Depuis plusieurs années, la situation a atteint un point tel qu’à chaque moment crucial, les États-Unis sont contraints de suivre Israël et de justifier ses actions, même lorsqu’ils sont réticents à le faire. Trump est, au fond, un individu narcissique, mal élevé, instable, imprudent et peu fiable qui change d’avis toutes les heures. Il aime se vanter, mais lorsqu’il est confronté à une opposition plus forte ou à des menaces sérieuses, il recule rapidement. Dans ces conditions, il n’est pas difficile d’imaginer à quel point même ses alliés et ses subordonnés lui font confiance.

Mais si aujourd’hui les rênes de l’empire économique et militaire le plus puissant de l’histoire de l’humanité sont entre les mains d’une telle personne, il ne s’agit pas seulement d’un échec individuel, mais du reflet de la crise profonde de l’ensemble du système impérialiste existant. L’histoire regorge d’exemples où des systèmes en décomposition ont porté au pouvoir des personnages incompétents ou clownesques, qui n’ont fait qu’accélérer l’effondrement du système qu’ils dirigeaient.

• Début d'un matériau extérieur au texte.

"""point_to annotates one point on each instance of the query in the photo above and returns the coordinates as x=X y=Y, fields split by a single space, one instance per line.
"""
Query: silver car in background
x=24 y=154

La dévastation actuelle du Moyen-Orient a un arrière-plan historique enraciné dans des siècles de pillage colonial, de partition de la région et de division en États artificiels, principalement sous l’impulsion des impérialismes britannique et français. La création d’Israël en 1949, enclave de l’impérialisme occidental, s’inscrit dans la continuité de cet héritage de domination et d’exploitation. L’État sioniste, contre nature, a été conçu comme un exécutant brutal et impitoyable pour maintenir le contrôle de l’impérialisme étranger sur cette région riche en pétrole. Tant qu’il existera, la région ne pourra s’attendre ni à la stabilité ni à la prospérité.

Cependant, l’État théocratique iranien, né d’une contre-révolution sanglante en 1979, n’a pas non plus de références progressistes. Lui accorder une légitimité politique ou un soutien sous le prétexte d’être « anti-impérialiste » est un crime idéologique flagrant. Les mains de ce régime religieux sectaire sont également tachées du sang d’innombrables innocents – à l’intérieur et à l’extérieur de l’Iran – dont des dizaines de milliers de communistes, de travailleurs et de femmes. Rien qu’au cours des quinze dernières années, l’Iran a connu au moins dix grands mouvements de protestation, qui ont tous été brutalement écrasés. Cependant, le droit de déterminer l’avenir de l’Iran appartient exclusivement à son peuple, et lui seul – par l’unité de classe et l’action révolutionnaire – peut affronter cet État théocratique oppressif, le renverser et le remplacer par quelque chose de meilleur.

Un État voyou fondamentaliste, greffeur, illégitime et impérialiste comme Israël ne pourra jamais être le libérateur du peuple iranien, pas plus qu’il n’a le droit d’intervenir ou de lancer des « frappes préventives » contre n’importe quel pays de la région. D’un point de vue stratégique, tout coup porté à Israël est le bienvenu. Toutefois, la situation actuelle montre aussi clairement qu’Israël ne peut être vaincu pour des raisons religieuses-idéologiques ou capitalistes-économiques. Il ne s’agit pas non plus d’une simple question militaire. Ce cancer – dont les racines sont également profondément ancrées dans les régimes arabes réactionnaires et serviles – nécessite une chirurgie révolutionnaire pour être éradiqué.

Il est clair que cette tâche historique est liée au démantèlement du capitalisme impérialiste dans toute la région, y compris en Iran, une tâche qui ne peut être accomplie que par les masses laborieuses du Moyen-Orient.